Ensure the availability and performance of the Acme Web Application, a critical service for business operations, by identifying dependencies, pinpointing root causes of downtime, and using OpsRamp Service Maps to streamline resolution.

Scenario

During a high-traffic period, the Acme Web Application goes down unexpectedly. Users report connectivity issues, and monitoring tools generate multiple alerts. The application comprises:

  • A Load Balancer to manage incoming traffic.
  • Multiple Application Servers to process requests.
  • Database Servers for data storage and management.
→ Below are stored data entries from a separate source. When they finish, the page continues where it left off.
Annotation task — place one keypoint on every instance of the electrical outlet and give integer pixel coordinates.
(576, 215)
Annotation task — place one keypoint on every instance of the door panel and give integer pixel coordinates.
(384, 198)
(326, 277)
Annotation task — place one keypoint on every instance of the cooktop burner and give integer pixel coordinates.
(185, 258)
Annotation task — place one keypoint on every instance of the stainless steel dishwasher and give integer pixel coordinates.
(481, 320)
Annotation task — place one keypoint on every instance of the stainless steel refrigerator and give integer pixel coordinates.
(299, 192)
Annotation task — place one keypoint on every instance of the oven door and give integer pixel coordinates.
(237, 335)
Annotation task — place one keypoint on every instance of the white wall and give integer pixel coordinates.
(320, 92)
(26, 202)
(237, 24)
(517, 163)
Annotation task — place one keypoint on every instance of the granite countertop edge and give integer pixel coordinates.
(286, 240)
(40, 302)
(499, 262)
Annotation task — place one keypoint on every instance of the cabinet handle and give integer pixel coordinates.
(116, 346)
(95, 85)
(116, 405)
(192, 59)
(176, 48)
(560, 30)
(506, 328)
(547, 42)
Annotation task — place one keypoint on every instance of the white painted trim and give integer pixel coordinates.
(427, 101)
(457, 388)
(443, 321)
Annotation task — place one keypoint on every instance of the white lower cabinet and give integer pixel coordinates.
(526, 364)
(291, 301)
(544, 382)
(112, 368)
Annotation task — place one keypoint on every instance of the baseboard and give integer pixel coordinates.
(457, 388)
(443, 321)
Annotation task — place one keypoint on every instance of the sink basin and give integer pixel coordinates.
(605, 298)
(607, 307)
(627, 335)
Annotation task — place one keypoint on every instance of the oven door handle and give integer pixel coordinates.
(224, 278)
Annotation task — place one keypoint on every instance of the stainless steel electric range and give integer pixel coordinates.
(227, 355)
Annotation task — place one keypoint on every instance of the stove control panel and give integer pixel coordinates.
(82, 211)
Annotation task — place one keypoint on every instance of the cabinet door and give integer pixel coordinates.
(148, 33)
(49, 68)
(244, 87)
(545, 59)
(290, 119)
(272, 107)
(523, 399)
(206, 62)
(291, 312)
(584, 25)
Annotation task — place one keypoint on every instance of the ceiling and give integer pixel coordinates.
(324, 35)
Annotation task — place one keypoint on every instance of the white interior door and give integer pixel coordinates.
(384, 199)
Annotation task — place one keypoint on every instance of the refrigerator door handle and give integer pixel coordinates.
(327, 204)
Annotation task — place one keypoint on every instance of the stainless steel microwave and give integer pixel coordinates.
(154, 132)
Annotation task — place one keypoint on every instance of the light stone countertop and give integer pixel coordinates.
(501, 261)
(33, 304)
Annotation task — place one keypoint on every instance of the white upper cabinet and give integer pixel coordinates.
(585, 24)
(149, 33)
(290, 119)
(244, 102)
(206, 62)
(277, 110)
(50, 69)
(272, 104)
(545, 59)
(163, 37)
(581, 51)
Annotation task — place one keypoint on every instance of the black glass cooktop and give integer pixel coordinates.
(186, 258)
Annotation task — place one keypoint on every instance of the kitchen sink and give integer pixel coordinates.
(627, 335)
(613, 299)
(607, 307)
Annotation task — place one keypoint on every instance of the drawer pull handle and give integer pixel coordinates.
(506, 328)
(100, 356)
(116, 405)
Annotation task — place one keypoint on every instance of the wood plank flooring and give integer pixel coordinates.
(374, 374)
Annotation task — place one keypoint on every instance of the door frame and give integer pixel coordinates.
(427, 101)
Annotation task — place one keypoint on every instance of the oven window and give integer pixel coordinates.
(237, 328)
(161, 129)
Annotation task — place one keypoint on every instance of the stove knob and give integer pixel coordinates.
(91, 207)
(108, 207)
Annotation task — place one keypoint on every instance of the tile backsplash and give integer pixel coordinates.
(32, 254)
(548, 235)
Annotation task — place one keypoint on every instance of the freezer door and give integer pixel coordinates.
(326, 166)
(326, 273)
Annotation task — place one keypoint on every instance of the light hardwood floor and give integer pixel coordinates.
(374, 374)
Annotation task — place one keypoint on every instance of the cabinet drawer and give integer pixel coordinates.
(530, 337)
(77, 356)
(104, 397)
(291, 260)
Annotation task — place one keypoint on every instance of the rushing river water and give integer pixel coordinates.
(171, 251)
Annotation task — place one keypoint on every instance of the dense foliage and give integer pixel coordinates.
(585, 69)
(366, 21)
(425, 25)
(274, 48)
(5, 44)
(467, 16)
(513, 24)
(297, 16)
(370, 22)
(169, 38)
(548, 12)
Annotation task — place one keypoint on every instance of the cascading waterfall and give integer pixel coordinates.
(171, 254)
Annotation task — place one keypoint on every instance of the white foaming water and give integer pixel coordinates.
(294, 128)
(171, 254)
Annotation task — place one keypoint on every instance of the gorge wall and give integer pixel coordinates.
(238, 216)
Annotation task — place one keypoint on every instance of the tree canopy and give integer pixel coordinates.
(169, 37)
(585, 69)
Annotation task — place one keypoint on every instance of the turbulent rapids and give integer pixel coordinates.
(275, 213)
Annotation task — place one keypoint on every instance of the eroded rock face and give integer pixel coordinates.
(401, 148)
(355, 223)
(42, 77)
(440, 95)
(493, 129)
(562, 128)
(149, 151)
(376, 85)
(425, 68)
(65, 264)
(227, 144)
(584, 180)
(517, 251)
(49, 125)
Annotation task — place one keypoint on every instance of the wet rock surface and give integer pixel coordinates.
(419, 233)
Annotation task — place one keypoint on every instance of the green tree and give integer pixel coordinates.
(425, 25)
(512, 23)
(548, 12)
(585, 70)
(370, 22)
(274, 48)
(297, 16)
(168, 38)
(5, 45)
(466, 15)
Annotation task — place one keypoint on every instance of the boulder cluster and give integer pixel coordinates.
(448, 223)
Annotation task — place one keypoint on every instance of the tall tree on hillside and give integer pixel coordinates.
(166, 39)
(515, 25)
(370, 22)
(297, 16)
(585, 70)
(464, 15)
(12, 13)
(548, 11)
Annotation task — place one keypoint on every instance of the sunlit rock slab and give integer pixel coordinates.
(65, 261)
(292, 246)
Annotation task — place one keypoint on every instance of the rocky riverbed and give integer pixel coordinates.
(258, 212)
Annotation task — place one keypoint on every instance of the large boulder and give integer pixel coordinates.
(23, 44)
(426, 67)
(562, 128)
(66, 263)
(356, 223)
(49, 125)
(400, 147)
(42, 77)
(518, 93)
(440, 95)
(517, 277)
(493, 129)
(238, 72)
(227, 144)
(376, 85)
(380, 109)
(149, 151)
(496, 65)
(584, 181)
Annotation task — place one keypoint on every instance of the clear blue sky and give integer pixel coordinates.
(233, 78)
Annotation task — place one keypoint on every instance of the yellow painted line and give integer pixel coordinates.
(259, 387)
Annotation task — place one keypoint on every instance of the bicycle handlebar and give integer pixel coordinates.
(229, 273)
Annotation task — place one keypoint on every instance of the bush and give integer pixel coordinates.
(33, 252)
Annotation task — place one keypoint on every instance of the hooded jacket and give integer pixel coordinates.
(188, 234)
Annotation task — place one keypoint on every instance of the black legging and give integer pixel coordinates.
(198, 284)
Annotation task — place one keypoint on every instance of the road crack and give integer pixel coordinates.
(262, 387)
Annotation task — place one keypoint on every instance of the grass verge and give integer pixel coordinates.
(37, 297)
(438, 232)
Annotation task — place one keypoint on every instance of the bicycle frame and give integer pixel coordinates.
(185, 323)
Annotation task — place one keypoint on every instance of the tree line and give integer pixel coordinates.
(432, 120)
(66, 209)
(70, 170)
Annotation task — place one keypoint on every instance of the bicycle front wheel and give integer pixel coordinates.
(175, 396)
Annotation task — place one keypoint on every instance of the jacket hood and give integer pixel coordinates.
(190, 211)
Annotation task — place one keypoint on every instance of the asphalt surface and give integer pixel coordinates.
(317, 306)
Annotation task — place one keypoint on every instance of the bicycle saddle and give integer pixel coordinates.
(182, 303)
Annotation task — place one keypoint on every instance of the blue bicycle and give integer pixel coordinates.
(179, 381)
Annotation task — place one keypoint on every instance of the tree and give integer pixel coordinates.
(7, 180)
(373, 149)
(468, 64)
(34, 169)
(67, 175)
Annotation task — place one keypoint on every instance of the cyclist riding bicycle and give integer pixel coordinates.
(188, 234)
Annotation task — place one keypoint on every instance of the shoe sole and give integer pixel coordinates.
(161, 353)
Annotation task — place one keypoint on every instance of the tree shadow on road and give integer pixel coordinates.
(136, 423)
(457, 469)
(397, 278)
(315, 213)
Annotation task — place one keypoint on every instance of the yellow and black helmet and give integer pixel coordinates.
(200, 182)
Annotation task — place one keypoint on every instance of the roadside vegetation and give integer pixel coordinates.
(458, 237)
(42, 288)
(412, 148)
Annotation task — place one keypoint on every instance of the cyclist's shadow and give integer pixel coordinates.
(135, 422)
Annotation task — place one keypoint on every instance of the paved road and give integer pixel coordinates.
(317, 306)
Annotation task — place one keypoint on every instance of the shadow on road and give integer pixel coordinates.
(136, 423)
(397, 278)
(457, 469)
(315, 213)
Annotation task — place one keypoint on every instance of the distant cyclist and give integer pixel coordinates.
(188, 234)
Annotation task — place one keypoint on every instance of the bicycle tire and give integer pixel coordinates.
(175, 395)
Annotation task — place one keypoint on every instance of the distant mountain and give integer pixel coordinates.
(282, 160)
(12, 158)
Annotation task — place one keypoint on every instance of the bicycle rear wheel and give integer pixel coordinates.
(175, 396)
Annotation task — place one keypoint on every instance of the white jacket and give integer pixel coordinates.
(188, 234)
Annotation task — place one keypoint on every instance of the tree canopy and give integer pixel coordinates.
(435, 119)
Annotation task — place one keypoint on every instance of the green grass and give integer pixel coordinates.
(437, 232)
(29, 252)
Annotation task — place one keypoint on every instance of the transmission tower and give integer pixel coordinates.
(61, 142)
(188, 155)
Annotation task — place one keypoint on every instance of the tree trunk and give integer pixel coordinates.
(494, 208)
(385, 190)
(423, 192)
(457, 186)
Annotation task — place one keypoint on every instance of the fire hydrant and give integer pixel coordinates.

The downtime causes significant business disruption, and quick resolution is paramount.

Challenges

  • Is the web application available to users?
  • Which component is causing the issue if the service is unavailable?
  • What percentage of time was the application available?
  • How much downtime is attributable to each component?

Solution

OpsRamp Service Maps provide an intuitive way to address these challenges. Here’s how you can build and use a Service Map to monitor and resolve the issue effectively:

  1. Create the Service Map
    1. Configure your main Service node - Acme Web Application to represent the entire service.
    2. Configure its availability thresholds and enable alerts to track downtime.
    3. Configure Resource nodes. In this use case:
      • Apache Web Server is a Service node to manage the multiple resources. So, add this as a service node.
      • Cisco NXOS Switch is a networking component. Add as resource node.
      • Storage Service Map is an existing map linked to the current service map to monitor dynamic updates.
      • Database Service Map is also created separately. However, it is imported to the current Service Map as a static copy.
      You can view all the existing Service Maps on the Service Maps listing page and filter them based on the type and availability.
  2. Monitor in Real-Time
    • Green Nodes: Indicates components are operational.
    • Red Nodes: Highlights failures, such as the Cisco NXOS Switch, causing the service to be down.
    • Orange Nodes: Indicates degraded performance, and this is caused by underlying nodes.
  3. Drill Down for Root Cause
    1. Open the Resource Node Details panel for the Cisco NXOS Switch:
      • Review Alerts to confirm it as the root cause.
      • Assess downstream impact on connected nodes.
      If you want to see the details of the alerts or incidents for the entire Service Map, select your map from the Service Maps listing page and view these details in the slide-out.
  4. Take Corrective Actions
    • Redistribute traffic to operational components.
    • Edit threshold levels, if required.
    • Allocate additional resources to handle the load.
    • Resolve the failing switch issue and validate recovery.
    The Service Map dynamically updates, showing all nodes back to green status.

Outcome

Using Service Maps, your team:

  • Identifies the failing Cisco NXOS Switch as the root cause within minutes.
  • Implements corrective actions, restoring service quickly.
  • Gains actionable insights for future optimization and scalability.